Joshua Michael Stewart’s For an Additional Three Minutes Please Insert Twenty-Five Cents moves on from that payphone instruction for buying time which is becoming less and less familiar as cell phones rise to contrast different senses of passing time, of permanence, transience, and things in between. The question that begins the poem replaces, at least tentatively, a state considered, at least by those who believe in it, eternal with the by-definition temporary state of rental. Then the gathering of snow clouds is compared to the gathering of dust; the first is naturally transient. The very term used to designate it refers to its dissolution into snow. The latter is an emblem of lack of movement.
Slow and rapid change, transience and eternity are slipping into each other. It seems as if the “yellowing newspapers” on store windows could be changing at any pace and maybe, just maybe, the “[b]oys in dirty jackets collect[ing] / shards of glass to pack into snowballs” will turn into the old man of the second stanza before the snow falls.

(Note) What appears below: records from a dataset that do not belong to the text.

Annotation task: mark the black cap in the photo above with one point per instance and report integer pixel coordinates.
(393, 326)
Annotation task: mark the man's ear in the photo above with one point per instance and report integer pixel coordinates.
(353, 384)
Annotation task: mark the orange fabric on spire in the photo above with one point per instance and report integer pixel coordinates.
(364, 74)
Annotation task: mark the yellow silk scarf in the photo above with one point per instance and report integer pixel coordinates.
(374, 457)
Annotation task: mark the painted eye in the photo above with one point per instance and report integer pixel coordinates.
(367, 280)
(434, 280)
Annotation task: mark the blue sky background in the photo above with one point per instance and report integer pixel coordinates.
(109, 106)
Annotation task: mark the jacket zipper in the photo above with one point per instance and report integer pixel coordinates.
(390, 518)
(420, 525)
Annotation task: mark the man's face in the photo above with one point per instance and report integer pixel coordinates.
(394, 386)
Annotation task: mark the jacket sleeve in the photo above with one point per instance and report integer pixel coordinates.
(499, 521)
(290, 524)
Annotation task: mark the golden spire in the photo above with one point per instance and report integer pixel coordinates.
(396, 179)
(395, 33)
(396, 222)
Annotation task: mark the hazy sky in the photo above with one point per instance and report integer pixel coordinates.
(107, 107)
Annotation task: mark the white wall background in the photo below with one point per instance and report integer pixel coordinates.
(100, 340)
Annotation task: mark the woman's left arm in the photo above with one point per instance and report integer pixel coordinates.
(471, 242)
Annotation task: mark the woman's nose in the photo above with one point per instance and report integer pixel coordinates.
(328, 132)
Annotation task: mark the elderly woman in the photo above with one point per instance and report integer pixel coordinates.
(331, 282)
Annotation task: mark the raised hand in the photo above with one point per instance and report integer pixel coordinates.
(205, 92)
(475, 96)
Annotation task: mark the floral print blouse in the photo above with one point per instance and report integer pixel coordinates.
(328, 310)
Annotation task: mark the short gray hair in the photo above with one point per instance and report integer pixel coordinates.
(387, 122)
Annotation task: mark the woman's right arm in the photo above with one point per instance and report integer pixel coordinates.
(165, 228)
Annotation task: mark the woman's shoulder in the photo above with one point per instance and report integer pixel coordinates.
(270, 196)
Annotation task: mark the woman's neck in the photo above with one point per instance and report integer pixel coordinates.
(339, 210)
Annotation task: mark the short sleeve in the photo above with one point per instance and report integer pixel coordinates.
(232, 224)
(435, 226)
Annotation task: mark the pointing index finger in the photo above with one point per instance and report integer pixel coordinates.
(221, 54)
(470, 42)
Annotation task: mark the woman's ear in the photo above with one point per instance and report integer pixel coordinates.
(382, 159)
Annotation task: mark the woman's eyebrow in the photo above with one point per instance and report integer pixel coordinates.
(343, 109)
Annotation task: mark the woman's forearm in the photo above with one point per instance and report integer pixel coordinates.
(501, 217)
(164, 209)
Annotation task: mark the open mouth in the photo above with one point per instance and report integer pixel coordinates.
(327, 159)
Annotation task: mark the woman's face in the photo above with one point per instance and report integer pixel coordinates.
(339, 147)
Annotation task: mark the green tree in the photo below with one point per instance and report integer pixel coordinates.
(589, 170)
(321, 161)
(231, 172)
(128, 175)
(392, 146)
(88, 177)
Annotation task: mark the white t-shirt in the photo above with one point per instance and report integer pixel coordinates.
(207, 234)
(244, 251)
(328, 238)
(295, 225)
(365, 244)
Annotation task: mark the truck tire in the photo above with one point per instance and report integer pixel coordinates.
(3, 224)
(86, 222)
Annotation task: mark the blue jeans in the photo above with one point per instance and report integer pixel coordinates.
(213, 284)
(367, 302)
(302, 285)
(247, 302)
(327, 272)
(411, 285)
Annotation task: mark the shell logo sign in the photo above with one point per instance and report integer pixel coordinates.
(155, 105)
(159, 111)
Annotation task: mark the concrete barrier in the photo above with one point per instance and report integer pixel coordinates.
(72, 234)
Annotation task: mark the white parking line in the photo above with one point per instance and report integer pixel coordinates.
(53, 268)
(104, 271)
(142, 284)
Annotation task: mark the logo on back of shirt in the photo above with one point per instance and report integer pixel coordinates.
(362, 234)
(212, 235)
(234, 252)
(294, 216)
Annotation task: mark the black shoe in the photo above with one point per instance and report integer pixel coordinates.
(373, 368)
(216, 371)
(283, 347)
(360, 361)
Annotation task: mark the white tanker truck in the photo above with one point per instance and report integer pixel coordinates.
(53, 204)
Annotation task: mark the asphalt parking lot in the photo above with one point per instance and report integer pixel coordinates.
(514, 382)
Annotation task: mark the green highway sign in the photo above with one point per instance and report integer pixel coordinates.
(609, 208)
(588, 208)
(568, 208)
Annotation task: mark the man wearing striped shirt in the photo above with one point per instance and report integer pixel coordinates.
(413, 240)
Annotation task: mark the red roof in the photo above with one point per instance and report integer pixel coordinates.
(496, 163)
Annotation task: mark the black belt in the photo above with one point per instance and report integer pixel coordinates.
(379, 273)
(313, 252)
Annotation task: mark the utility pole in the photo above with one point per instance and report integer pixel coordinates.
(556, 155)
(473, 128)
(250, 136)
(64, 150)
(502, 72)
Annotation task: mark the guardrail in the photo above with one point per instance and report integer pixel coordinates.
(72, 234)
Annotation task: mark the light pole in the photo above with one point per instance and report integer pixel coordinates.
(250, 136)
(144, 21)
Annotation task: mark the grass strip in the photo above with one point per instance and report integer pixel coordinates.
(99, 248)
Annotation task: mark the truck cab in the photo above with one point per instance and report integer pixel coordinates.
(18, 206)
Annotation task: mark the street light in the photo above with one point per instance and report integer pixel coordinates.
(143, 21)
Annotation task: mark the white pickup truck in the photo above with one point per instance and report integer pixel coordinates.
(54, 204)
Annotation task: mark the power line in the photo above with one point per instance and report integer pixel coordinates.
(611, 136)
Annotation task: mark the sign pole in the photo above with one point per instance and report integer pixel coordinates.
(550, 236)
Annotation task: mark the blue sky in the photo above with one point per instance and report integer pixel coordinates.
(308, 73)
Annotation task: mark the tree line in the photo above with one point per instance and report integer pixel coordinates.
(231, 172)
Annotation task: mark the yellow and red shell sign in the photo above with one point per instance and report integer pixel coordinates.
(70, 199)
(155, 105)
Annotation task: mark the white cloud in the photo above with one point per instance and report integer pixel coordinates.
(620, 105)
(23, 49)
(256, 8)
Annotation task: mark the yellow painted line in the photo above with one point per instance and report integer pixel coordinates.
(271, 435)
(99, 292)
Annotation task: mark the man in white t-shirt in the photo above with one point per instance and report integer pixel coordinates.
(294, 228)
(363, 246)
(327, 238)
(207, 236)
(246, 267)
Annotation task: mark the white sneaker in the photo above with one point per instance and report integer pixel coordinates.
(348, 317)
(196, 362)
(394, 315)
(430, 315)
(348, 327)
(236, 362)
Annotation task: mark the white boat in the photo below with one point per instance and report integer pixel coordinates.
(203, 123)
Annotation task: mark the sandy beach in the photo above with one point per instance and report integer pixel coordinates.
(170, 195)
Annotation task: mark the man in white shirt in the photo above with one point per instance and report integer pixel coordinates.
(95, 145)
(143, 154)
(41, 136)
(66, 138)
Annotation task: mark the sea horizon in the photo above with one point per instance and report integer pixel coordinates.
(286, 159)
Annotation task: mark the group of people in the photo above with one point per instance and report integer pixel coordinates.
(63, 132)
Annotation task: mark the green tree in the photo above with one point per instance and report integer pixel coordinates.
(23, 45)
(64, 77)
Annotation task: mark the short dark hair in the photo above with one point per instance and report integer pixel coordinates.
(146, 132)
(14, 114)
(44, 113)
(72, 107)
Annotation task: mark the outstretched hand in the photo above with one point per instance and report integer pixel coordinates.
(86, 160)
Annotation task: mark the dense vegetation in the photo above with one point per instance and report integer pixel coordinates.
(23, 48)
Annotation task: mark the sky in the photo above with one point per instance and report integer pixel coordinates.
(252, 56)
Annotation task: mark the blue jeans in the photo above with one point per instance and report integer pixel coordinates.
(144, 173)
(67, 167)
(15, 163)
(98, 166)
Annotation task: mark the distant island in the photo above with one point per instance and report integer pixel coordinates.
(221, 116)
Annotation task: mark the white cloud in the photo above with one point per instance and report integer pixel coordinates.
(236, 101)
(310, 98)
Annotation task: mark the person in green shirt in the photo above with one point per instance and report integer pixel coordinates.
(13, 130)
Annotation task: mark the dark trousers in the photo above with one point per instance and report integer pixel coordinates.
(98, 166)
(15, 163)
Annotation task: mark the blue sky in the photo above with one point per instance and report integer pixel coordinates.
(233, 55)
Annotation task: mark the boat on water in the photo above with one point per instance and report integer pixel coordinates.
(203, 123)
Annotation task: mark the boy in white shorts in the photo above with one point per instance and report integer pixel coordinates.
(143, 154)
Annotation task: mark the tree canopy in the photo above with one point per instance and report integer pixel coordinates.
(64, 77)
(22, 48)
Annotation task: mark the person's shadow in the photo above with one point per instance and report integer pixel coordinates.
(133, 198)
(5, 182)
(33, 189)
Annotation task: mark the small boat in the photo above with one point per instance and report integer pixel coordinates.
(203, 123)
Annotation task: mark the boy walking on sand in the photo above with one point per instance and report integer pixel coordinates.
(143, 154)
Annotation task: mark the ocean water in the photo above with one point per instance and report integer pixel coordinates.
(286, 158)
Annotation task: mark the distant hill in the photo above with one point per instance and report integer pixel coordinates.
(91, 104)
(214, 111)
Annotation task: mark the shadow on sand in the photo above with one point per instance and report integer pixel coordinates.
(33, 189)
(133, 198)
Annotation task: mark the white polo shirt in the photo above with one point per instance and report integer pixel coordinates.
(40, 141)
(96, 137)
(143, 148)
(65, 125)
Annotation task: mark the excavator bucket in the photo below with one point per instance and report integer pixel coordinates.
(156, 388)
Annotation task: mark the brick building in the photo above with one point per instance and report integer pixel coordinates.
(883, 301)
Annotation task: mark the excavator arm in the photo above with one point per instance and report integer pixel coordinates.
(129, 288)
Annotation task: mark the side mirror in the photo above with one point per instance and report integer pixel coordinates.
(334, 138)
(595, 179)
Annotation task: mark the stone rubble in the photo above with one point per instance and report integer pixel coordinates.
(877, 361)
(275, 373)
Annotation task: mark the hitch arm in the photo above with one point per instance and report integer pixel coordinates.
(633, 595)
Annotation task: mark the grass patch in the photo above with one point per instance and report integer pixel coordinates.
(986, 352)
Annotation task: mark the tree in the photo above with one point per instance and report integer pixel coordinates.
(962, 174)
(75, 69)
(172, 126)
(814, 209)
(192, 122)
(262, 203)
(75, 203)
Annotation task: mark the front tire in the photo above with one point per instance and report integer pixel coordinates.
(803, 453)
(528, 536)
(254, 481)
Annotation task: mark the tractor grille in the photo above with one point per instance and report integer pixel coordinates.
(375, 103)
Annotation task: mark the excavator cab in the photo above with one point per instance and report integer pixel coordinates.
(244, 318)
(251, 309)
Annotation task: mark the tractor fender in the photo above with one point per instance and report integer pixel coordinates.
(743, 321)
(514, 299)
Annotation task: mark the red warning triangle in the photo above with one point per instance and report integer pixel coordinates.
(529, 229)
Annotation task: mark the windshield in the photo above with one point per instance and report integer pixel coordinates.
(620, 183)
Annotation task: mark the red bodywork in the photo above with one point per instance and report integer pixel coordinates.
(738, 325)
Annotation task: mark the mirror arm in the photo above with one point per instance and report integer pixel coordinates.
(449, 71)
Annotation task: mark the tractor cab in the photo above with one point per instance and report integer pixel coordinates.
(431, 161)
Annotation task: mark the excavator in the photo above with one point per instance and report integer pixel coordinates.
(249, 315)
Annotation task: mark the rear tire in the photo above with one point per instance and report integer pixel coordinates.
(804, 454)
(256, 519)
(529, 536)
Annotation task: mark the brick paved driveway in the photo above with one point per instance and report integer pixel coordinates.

At the very least, the blurred line between fast and slow underscores the possibility that the boys could become that man, that the teenage girl tugging on her sweater may have become the “woman with pine needle hair”. The general uncertainty of time adds to the disturbing air that leads the reader to wonder what sort of person would rule, even with their shadow, even if only in the appearance of a gesture, over this world.
That we do not know the addressee does not detract overall from the poem since this is about atmosphere more than specifics.